Open-Source Radeon UVD1 Code Is Pending Review

One of the few feature complaints left among AMD Linux customers using the open-source driver has been for those with older GPUs/IGPs where UVD isn't supported. The open-source code right now supports UVD 2.0 and later. The first-generation UVD hardware was the RV600 series (Radeon HD 3000 series), RS780, RS880, and RV790 graphics processors. The RS880 was popular back in the day and there's still many Radeon HD 3000 series GPUs out in the wild. For those unfamiliar with the various UVD versions, there's extensive information on AMD's Unified Video Decoder generations via Wikipedia.

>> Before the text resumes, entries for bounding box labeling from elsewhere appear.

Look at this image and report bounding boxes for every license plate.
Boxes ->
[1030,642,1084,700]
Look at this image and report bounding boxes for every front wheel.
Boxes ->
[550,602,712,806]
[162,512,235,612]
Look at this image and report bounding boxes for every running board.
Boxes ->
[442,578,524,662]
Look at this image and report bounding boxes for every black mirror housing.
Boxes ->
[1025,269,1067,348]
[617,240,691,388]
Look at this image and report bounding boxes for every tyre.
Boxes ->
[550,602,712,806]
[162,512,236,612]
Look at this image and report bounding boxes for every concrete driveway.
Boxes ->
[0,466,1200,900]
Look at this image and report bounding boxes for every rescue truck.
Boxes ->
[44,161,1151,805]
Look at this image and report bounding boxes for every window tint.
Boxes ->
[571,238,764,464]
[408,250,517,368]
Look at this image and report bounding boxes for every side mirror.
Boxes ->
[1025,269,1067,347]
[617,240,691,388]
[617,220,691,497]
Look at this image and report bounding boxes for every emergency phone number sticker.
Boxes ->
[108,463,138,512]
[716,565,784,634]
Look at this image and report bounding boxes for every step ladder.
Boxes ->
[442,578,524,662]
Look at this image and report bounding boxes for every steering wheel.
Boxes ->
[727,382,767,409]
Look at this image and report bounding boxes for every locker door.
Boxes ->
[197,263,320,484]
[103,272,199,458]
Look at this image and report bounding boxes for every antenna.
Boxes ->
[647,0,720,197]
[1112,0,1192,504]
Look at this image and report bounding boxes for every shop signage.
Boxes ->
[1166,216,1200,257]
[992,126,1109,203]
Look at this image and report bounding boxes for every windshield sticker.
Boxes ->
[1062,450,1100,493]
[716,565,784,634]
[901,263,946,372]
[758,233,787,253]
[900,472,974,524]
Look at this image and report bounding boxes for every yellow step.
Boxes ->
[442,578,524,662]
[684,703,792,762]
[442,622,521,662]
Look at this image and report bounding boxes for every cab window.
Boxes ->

Many Phoronix readers are often asking about this open-source UVD 1.0 support, and it's been brought up again on Tuesday within the forums, so as a reminder, the code has been written but is pending approval for release.
Christian König at AMD wrote on a public mailing list earlier this month, "The code for the first generation UVD blocks (RV6xx, RS780, RS880 and RV790) is already implemented and I'm only waiting for the OK to release it. The only problem is that I don't know if and when we are getting this OK for release. Maybe tomorrow, maybe never. It just doesn't has a high priority for the reviewer because we don't really sell that old hardware any more."
Aside from the open-source developers, AMD really doesn't care much about that enablement anymore since the hardware is many years old. Additionally, it seems the common bottleneck for open-source AMD developers is always on code/technical/legal review for getting out new code. It's also always problematic when dealing with video code, especially on early UVD revisions where digital rights management is tightly coupled with this video decode block.
For years before the initial open-source UVD drop, one of the publicly expressed reasons it was difficult to get clearance on pushing out the code was due to risk of comprising digital rights management on Radeon hardware for other platforms if it was publicly documented or there was open-source code. Pair that now with hardware that AMD launched about seven years ago, and it makes it a very low priority work item that may (sadly) never materialize.